15 That arose, namely the s 125 component, in this context. Mr Bell was asked this question by Mr Reynolds S.C.:
"Q. One of the matters which you have considered as a legal adviser to the New South Wales Police Service, when you have received subpoenas from both the plaintiff and defendant in these proceedings, is the forensic purpose for which the documents are sought. Is that correct?"
16 To which both Mr Singleton and as I recall, Mr Nicholas Q.C., or Mr Wheelhouse objected. S125 raised its head in the sense that it was the foundation relied upon by the plaintiff, through Mr Reynolds, as to the relevance of that question.

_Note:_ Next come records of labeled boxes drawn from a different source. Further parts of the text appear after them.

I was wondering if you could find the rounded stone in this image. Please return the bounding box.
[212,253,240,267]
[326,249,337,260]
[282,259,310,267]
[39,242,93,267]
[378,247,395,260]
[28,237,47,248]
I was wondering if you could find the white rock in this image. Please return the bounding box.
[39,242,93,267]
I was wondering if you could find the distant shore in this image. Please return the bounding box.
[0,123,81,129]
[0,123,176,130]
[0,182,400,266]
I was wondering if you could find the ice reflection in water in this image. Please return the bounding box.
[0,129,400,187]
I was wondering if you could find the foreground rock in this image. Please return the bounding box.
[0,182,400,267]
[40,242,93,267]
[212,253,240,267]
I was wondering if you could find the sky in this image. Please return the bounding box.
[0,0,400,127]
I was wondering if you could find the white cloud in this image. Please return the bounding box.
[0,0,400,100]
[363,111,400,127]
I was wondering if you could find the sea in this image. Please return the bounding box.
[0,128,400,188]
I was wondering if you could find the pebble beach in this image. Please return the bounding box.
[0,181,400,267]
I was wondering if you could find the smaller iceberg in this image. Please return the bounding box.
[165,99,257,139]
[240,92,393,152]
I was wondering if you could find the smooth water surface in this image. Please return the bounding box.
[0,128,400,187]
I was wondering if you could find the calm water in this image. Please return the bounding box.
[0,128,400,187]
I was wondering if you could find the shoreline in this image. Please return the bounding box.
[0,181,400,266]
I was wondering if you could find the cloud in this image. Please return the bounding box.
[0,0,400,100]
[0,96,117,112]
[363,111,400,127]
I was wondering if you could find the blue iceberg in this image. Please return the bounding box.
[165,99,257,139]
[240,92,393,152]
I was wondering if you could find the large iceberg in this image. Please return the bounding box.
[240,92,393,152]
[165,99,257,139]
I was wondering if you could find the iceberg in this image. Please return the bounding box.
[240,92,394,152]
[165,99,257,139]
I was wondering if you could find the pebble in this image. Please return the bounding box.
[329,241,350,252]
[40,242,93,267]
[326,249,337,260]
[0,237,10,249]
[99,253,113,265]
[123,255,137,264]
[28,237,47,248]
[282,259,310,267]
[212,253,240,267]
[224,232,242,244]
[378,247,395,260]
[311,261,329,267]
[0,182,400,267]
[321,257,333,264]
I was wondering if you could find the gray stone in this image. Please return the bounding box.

17 In addition therefore, to being not only surprising but also to being new, the notion of a deliberate abuse of power has arisen as between the plaintiff and Mr Singleton's client (the Commissioner) and inexorably, as between the plaintiff and the defendant. The suggestion clearly has been made that the question asked should be answered because it is relevant to Mr Bell being a party to the deliberate abuse of power, clearly understood now to be asserted against the defendant.
18 As between the plaintiff and Mr Singleton's client, as a matter of fairness, it can hardly be said that the question is justified on the basis of some evidence arguably available from the testimony of Mr Angus hitherto given, as between the plaintiff and the defendant, being used to lay the groundwork for "reasonable grounds" for a finding in terms of s125(2) as between the plaintiff and the Commissioner of Police.

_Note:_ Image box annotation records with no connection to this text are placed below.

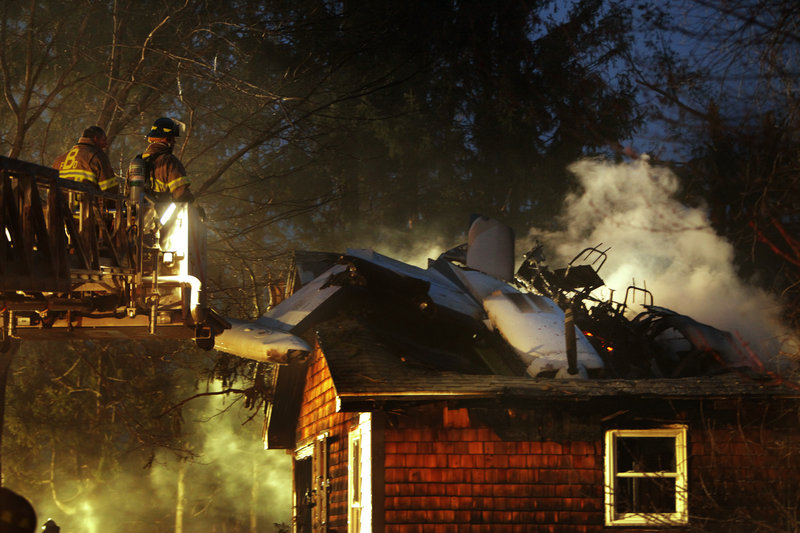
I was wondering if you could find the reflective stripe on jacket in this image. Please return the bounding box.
[53,137,117,191]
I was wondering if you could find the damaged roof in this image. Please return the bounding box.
[216,218,798,420]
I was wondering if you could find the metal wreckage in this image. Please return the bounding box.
[215,217,764,379]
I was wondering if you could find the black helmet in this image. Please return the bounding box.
[147,117,181,138]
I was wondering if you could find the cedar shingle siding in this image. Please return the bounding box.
[288,342,800,533]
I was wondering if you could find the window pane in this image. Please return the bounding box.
[617,437,675,472]
[350,439,361,504]
[615,478,676,513]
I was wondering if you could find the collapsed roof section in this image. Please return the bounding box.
[215,217,763,379]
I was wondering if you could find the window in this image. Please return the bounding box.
[605,426,689,526]
[347,429,362,532]
[294,433,330,533]
[347,413,373,533]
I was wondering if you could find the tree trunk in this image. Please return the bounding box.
[175,461,186,533]
[250,455,259,533]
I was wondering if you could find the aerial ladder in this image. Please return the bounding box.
[0,156,230,349]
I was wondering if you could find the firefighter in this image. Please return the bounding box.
[136,117,194,202]
[0,487,36,533]
[53,126,118,192]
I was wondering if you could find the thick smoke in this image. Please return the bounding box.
[525,158,795,368]
[26,380,291,533]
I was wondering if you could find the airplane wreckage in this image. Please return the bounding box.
[214,217,764,379]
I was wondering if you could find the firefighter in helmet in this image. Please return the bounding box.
[134,117,194,202]
[0,487,36,533]
[53,126,118,192]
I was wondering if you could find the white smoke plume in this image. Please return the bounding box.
[524,157,795,368]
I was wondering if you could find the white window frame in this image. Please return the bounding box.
[605,425,689,527]
[347,413,372,533]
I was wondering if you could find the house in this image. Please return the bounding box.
[212,218,800,533]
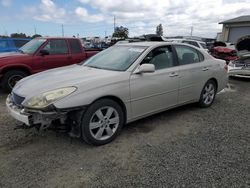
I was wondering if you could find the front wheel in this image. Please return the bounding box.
[199,80,217,108]
[82,99,124,145]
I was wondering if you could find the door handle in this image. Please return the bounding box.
[202,67,209,71]
[169,72,179,77]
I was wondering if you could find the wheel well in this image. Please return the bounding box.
[2,67,31,75]
[93,96,127,123]
[209,78,218,90]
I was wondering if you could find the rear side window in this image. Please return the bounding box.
[13,39,29,48]
[0,40,8,48]
[69,39,82,54]
[44,39,68,55]
[175,45,204,65]
[142,46,175,70]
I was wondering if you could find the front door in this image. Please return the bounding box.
[175,45,212,104]
[130,46,179,118]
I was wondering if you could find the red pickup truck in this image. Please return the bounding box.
[0,37,99,92]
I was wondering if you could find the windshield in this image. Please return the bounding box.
[84,46,147,71]
[19,39,46,54]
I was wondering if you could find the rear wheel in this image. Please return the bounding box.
[2,70,27,92]
[82,99,124,145]
[199,80,217,108]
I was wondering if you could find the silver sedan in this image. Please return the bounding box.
[6,42,227,145]
[228,53,250,78]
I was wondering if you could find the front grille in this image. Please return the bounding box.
[11,92,25,106]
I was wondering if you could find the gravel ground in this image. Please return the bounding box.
[0,79,250,188]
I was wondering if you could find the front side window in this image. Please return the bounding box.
[44,39,68,55]
[14,39,29,48]
[142,46,174,70]
[200,43,207,49]
[175,46,203,65]
[84,45,147,71]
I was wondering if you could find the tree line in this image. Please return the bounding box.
[0,24,163,39]
[0,33,42,38]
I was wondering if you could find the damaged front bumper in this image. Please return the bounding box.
[6,95,33,126]
[6,95,86,137]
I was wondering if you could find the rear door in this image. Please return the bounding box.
[130,46,179,118]
[175,45,212,104]
[41,39,72,70]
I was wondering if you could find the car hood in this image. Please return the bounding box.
[0,52,28,60]
[13,65,129,97]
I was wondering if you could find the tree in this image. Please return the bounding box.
[113,26,129,39]
[31,34,42,39]
[10,33,27,38]
[156,24,163,36]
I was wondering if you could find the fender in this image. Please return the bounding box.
[0,63,32,75]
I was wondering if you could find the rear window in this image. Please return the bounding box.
[69,39,82,54]
[13,39,29,48]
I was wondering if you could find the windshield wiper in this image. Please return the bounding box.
[85,65,103,69]
[18,49,24,54]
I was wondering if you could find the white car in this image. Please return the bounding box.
[6,42,227,145]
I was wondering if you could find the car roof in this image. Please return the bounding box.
[117,42,174,47]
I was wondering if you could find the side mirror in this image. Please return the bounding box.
[135,64,155,74]
[40,49,49,56]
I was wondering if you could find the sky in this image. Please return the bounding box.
[0,0,250,38]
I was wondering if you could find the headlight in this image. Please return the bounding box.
[23,87,77,109]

19 If it is sought to have any claim for privilege made by the Commissioner set aside by reason of the operation of s 125 of the Evidence Act, not only as a matter of general principle, but acutely in the circumstances in which this problem arose, the Commissioner is entitled to particulars of what is alleged to have been his conduct as a principal, accomplice, conspirator or participant in the furtherance of a deliberate abuse of power by the defendant. In other words, what did the Commissioner do? and particulars of the "reasonable grounds" hitherto said to exist for making that assertion; the Commissioner is entitled to have the plaintiff ordered to provide such particulars.

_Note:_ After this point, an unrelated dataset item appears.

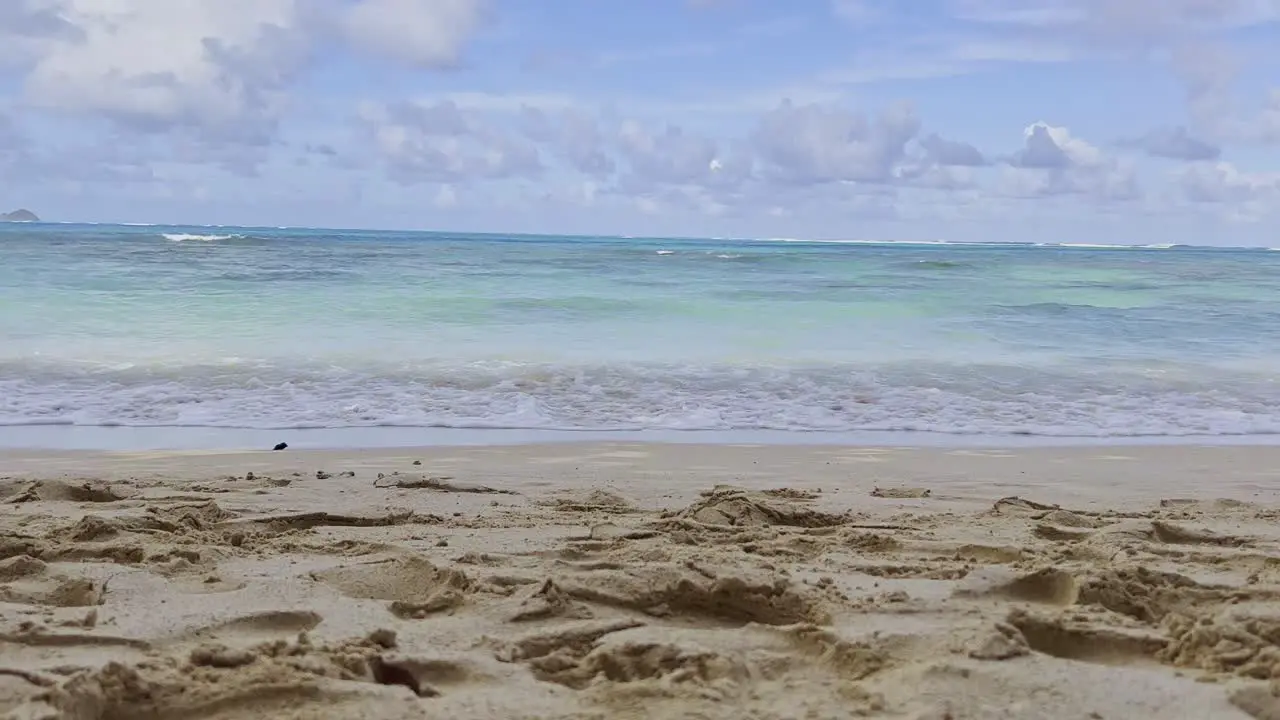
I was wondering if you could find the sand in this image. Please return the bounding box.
[0,445,1280,720]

20 The position of the defendant is not quite the same because s 125 of the Evidence Act is applicable at present merely, if at all, to Mr Singleton's position. But if, however, on the plaintiff's motion to set aside the subpoena issued by the defendant, a basis is going to be asserted that a reason for so doing is conduct of a kind akin to furtherance of a deliberate abuse of power as referred to in the Evidence Act, then that is something more than the six matters listed on the document handed up by Mr Nicholas (MFI 9) and the defendant would be entitled to particulars. The particulars in the submissions delivered by the plaintiff to the defendant of which I have a copy are inadequate to sustain an allegation of that kind against the defendant if it is to be relied upon as a basis for setting aside that party's subpoena.
21 The immediate matter for concern is the area of relevance relied upon to sustain the question to which objection is taken. That, as between the plaintiff and the Commissioner of Police on the issue of the Commissioner seeking to assert privilege, can only be described as new and surprising, and before any further cross-examination on that area, the plaintiff is required to particularise its position and, whilst doing so, if it proposes, as seems to be the case, to make a cognate type of allegation against the defendant to have its subpoena set aside, it will be required to deliver the equivalent particulars.
22 I am not disposed at this time to reject the question. That will depend upon the articulation of the basis of relevance in the particulars to be supplied. They are to be supplied by 9.30am tomorrow morning.